Com vários livros publicados, entre eles, Memórias do Esquecimento e O dia que Getúlio matou Allende, Flávio Tavares participou da luta armada durante o regime militar brasileiro (1964-1985). Em entrevista à BBC News Brasil, aos 87 anos, ele disse que seu grupo não soube atrair o apoio popular: "Ficamos isolados e militarmente fomos derrotados. Mas não fomos derrotados historicamente. Acho que historicamente nós vencemos. Até porque hoje a ditadura é um cadáver insepulto. Mas é um cadáver."

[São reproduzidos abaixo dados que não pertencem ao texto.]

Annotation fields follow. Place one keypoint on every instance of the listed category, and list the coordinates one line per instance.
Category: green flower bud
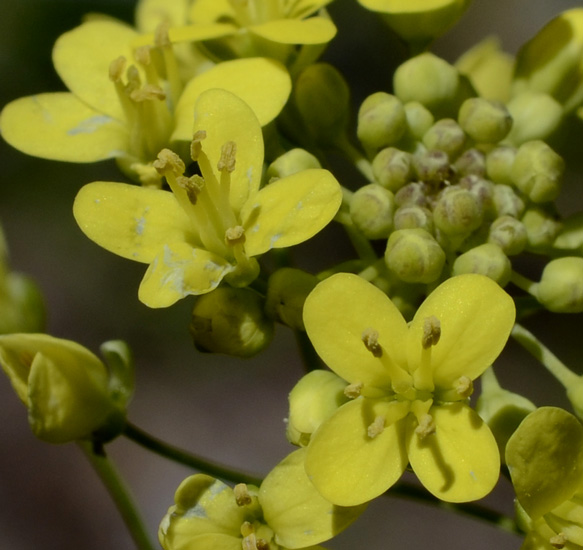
(561, 286)
(231, 321)
(499, 162)
(411, 217)
(381, 121)
(290, 163)
(509, 234)
(414, 256)
(486, 259)
(457, 212)
(322, 98)
(287, 290)
(392, 168)
(485, 121)
(69, 393)
(371, 210)
(537, 171)
(313, 399)
(433, 82)
(447, 136)
(535, 115)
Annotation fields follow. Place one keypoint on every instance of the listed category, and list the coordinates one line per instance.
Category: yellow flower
(285, 512)
(119, 106)
(409, 386)
(210, 227)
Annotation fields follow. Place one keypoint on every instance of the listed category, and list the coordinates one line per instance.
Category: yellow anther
(431, 332)
(370, 338)
(352, 391)
(227, 160)
(169, 162)
(377, 427)
(242, 496)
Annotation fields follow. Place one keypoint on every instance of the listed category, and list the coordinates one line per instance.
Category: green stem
(120, 495)
(178, 455)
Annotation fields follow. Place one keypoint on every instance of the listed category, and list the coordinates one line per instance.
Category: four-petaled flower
(409, 386)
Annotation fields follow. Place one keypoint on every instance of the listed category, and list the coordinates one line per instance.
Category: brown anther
(370, 338)
(431, 332)
(377, 427)
(242, 496)
(352, 391)
(169, 161)
(235, 235)
(227, 160)
(116, 68)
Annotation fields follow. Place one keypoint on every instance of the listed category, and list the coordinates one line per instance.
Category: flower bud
(312, 400)
(392, 168)
(561, 286)
(537, 171)
(535, 115)
(68, 391)
(287, 290)
(231, 321)
(485, 121)
(486, 259)
(291, 162)
(371, 210)
(509, 234)
(414, 256)
(381, 121)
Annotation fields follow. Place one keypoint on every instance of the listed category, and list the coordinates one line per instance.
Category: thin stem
(120, 495)
(178, 455)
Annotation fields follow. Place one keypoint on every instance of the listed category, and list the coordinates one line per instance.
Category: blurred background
(229, 410)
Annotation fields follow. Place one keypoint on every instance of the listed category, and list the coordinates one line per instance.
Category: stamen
(370, 339)
(431, 332)
(242, 496)
(377, 427)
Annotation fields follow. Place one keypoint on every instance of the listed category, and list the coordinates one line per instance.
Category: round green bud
(457, 212)
(322, 98)
(381, 121)
(231, 321)
(499, 162)
(287, 290)
(313, 400)
(414, 256)
(485, 121)
(561, 286)
(371, 210)
(486, 259)
(445, 135)
(537, 171)
(291, 162)
(535, 115)
(509, 234)
(392, 168)
(412, 216)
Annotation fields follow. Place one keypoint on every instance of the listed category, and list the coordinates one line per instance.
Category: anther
(431, 332)
(370, 339)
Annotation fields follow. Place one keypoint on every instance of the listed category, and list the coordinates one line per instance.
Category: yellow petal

De Porto Alegre, onde voltou a morar, Flávio Tavares fez críticas ao presidente Jair Bolsonaro mas também ao ex-presidente Luiz Inácio Lula da Silva e ao PT.

Tavares chamou de "paranoia" e "ignorância" falar em socialismo e comunismo no Brasil, como setores do governo Bolsonaro e bolsonaristas argumentam ao condenar o possível retorno de Lula à Presidência.

A seguir, os principais trechos da entrevista:

BBC News Brasil - Seu recente relato à Folha de S.Paulo traz detalhes pouco conhecidos, de que você era um dos cinco repórteres que estavam com o então governador Leonel Brizola quando houve resistência em defesa da democracia, em 1961. Você chegou a estar com uma arma e o próprio governador Brizola com uma metralhadora. Pode contar um pouco mais?

Flávio Tavares - Jânio Quadros renunciou numa sexta-feira, o sábado foi de muita expectativa. No domingo, Brizola anunciou pelo rádio que resistiria, (porque) houve o veto dos ministros militares, dizendo que Jango, o vice-presidente, era simpático ao comunismo e estava na China e não poderia assumir o posto.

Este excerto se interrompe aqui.